Mr. Williams and Mr. Clarke, on their arrival in England, presented a petition to the Council of State, who, on April 8, 1652, referred it to the committee for foreign affairs. The application met with opposition, from various sources; but the Council of State granted an order to vacate Mr. Coddington’s commission, and to confirm the former charter.

While in England, in 1652, Mr. Clarke published a book, entitled “III News from New-England, or a Narrative of New-England’s Persecutions; wherein it is declared, that while Old England is becoming New, New-England is becoming Old; also, Four Proposals to Parliament, and Four Conclusions, touching the Faith and Order of the Gospel of Christ, out of his Last Will and Testament.”

Mr. Williams also published, in 1652, his rejoinder to Mr. Cotton, entitled “The Bloody Tenet yet More Bloody, by Mr. Cotton’s Endeavor to Wash it White;” and two essays, the one entitled “The Hireling Ministry None of Christ’s, or a Discourse on the Propagation of the Gospel of Jesus Christ;” and the other, “Experiments of Spiritual Life and Health, and their Preservatives.”

The following letter was written to Mr. Gregory Dexter, who had printed Mr. Williams’ “Key,” during his first visit to England, but who had subsequently removed to Providence.

“At Mr. Davis his house, at the Checker, in St. Martin’s, or at Sir Henry Vane’s, at Whitehall.

8th, 7, 52, (so called.)

“My dear and faithful friend, to whom, with the dearest, I humbly wish more and more of the light and love of him who is invisible, God blessed for evermore in the face of Jesus Christ. It hath pleased God so to engage me in divers skirmishes against the priests, both of Old and New-England, so that I have occasioned using the help of printer men, unknown to me, to long for my old friend. So it hath pleased God to hold open an open desire of preaching and printing wonderfully against Romish and English will-worship. At this present, the devil rageth and clamors in petitions and remonstrances from the stationers and others to the Parliament, and all cry, ‘shut up the press.’ The stationers and others have put forth ‘The Beacon Fired,’ and ‘The Second Beacon Fired;’ and some friends of yours have put forth ‘The Beacon Quenched,’ not yet extant.

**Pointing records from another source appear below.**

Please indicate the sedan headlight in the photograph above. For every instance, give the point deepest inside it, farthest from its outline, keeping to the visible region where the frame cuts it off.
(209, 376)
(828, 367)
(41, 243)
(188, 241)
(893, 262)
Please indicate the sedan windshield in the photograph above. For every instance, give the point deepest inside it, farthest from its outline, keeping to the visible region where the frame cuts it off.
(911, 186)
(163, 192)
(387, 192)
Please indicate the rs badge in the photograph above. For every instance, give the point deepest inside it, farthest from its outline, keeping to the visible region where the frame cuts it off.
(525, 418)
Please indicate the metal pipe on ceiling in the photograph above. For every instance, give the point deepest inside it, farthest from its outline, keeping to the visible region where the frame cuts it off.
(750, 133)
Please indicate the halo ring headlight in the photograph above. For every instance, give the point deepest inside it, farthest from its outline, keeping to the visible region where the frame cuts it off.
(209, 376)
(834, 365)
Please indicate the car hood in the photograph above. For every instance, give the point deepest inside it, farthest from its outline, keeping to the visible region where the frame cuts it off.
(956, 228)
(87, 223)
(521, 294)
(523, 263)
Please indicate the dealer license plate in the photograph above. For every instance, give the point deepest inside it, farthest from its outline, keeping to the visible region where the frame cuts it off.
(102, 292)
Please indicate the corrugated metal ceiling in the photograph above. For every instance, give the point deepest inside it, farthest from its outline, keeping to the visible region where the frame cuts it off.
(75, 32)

“Sir, many friends have frequently, with much love, inquired after you. Mr. Warner is not yet come with my letters: they put into Barnstable. She came by wagon by land, but he goes with the ship to Bristol, and, indeed, in this dangerous war with the Dutch, the only safe trading is to Bristol, or those parts, for up along the channel, in London way, is the greatest danger, for although our fleets be abroad, and take many French and Dutch, yet they sometimes catch up some of ours.

“By my public letters, you will see how we wrestle, and how we are like yet to wrestle, in the hopes of an end. Praised be the Lord, we are preserved, the nation is preserved, the Parliament sits, God’s people are secure, too secure. A great opinion is, that the kingdom of Christ is risen, and (Rev. 11:) ‘the kingdoms of the earth are become the kingdoms of our Lord and of his Christ.’ Others have fear of the slaughter of the witnesses yet approaching. Divers friends, of all sorts, here, long to see you, and wonder you come not over. For myself, I had hopes to have got away by this ship, but I see now the mind of the Lord to hold me here one year longer. It is God’s mercy, his very great mercy, that we have obtained this interim encouragement from the Council of State, that you may cheerfully go on in the name of a colony, until the controversy is determined. The determination of it, Sir, I fear, will be a work of time, I fear longer than we have yet been here, for our adversaries threaten to make a last appeal to the Parliament, in case we get the day before the Council.

“Sir, in this regard, and when my public business is over, I am resolved to begin my old law-suit, so that I have no thought of return until spring come twelve months. My duty and affection hath compelled me to acquaint my poor companion with it. I consider our many children, the danger of the seas, and enemies, and therefore I write not positively for her, only I acquaint her with our affairs. I tell her, joyful I should be of her being here with me, until our state affairs were ended, and I freely leave her to wait upon the Lord for direction, and according as she finds her spirit free and cheerful, to come or stay. If it please the Lord to give her a free spirit to cast herself upon the Lord, I doubt not of your love and faithful care, in any thing she hath occasion to use your help, concerning our children and affairs, during our absence; but I conclude, whom have I in heaven or earth but thee, and so humbly and thankfully say, in the Lord’s pleasure, as only and infinitely best and sweetest.